Security Zones Architecture

Overview

The computer science network is arranged in four zones: outside, public, lab and servers. Each zone has assigned tasks and is given the resources and privileges necessary to accomplish the tasks. The zones are ordered from highest to lowest security. Rules determine whether traffic is allowed to pass between security zones, but have no effect on traffic within a zone.

The rule applied depend whether the traffic is part of an inbound or an outbound connection. A connection is inbound if its establishing packet passed from a lower to a higher security zone. A connection is outbound if its establishing packet passed from a higher to lower security zone.

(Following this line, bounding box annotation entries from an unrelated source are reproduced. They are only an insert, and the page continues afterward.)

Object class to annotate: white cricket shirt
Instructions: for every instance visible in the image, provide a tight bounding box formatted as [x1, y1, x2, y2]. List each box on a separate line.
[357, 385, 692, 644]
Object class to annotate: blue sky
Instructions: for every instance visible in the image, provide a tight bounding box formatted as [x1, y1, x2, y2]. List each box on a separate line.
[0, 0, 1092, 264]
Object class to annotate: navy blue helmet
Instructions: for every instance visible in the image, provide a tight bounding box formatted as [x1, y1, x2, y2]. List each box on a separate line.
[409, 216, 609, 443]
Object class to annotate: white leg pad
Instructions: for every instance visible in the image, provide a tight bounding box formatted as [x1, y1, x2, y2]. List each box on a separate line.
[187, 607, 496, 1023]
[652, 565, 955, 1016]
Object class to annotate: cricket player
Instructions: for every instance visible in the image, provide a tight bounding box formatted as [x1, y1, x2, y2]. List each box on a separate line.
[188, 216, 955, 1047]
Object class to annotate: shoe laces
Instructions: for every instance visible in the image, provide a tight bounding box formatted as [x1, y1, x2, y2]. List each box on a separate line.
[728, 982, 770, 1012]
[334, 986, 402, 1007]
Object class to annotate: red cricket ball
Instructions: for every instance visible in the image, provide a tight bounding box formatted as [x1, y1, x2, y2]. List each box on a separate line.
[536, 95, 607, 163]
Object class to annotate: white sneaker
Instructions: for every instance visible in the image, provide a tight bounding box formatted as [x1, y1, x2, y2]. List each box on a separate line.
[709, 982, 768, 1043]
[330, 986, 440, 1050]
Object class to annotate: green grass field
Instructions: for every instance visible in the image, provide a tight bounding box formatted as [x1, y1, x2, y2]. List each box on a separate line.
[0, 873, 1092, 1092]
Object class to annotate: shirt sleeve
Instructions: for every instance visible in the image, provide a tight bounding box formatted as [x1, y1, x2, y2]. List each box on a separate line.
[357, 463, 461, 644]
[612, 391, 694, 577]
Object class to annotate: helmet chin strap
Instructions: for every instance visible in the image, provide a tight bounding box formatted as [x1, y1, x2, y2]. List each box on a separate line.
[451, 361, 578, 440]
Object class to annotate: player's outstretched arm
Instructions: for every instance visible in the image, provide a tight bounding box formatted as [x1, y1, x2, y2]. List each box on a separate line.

At present, outside is the lowest security zone. Then in ascending order: public, lab and servers.

Outside Zone
Outgoing connections from higher security zones receive routable addresses in the global IP address block when passing into this zone.
Public Zone
Incoming connections are allowed from the outside zone to access departmental public services: notably the web server, professor and faculty web pages, and our external domain name service. Outgoing connections from the public zoner are required to secondary other name servers and to respond to pings.
Lab Zone
Incoming connections are allowed from the outside zone to allow remote access for students to the lab and to receive email addressed to the lab machines. In order to enforce student privacy, only authenticated channels can pass inward. Outgoing connections of any sort are permitted to the Internet. Pings and certain other ICMP messages are also allowed.
Server Zone
All outgoing connections are allowed, to the lab zone or outside side. Incoming connections are restricted to fully authenticated connections. An incoming connection is allowed from the public zone so that the public web server can retrieve faculty and staff web pages. Incoming email is allowed.

NAT and XLATE's

It is the job of the Cisco PIX firewall to enforce the zone architecture. It accomplishes this using two mechanisms: Traffic cannot pass unless a translation slot is allocated and the connection passes the rules of the Access Lists.

NAT

Each zone attaches to the PIX through one of its interfaces and is part of a separate Local Area Network. It is equivalent to speak of the public zone or the PIX's public interface, for instance. The outside zone attaches to the university backbone, and has an address inside the space of university backbone addresses - 129.171.32.9. The backbone sees the PIX as a router behind which lie all machines in the class C IP address block 192.31.89.0/24.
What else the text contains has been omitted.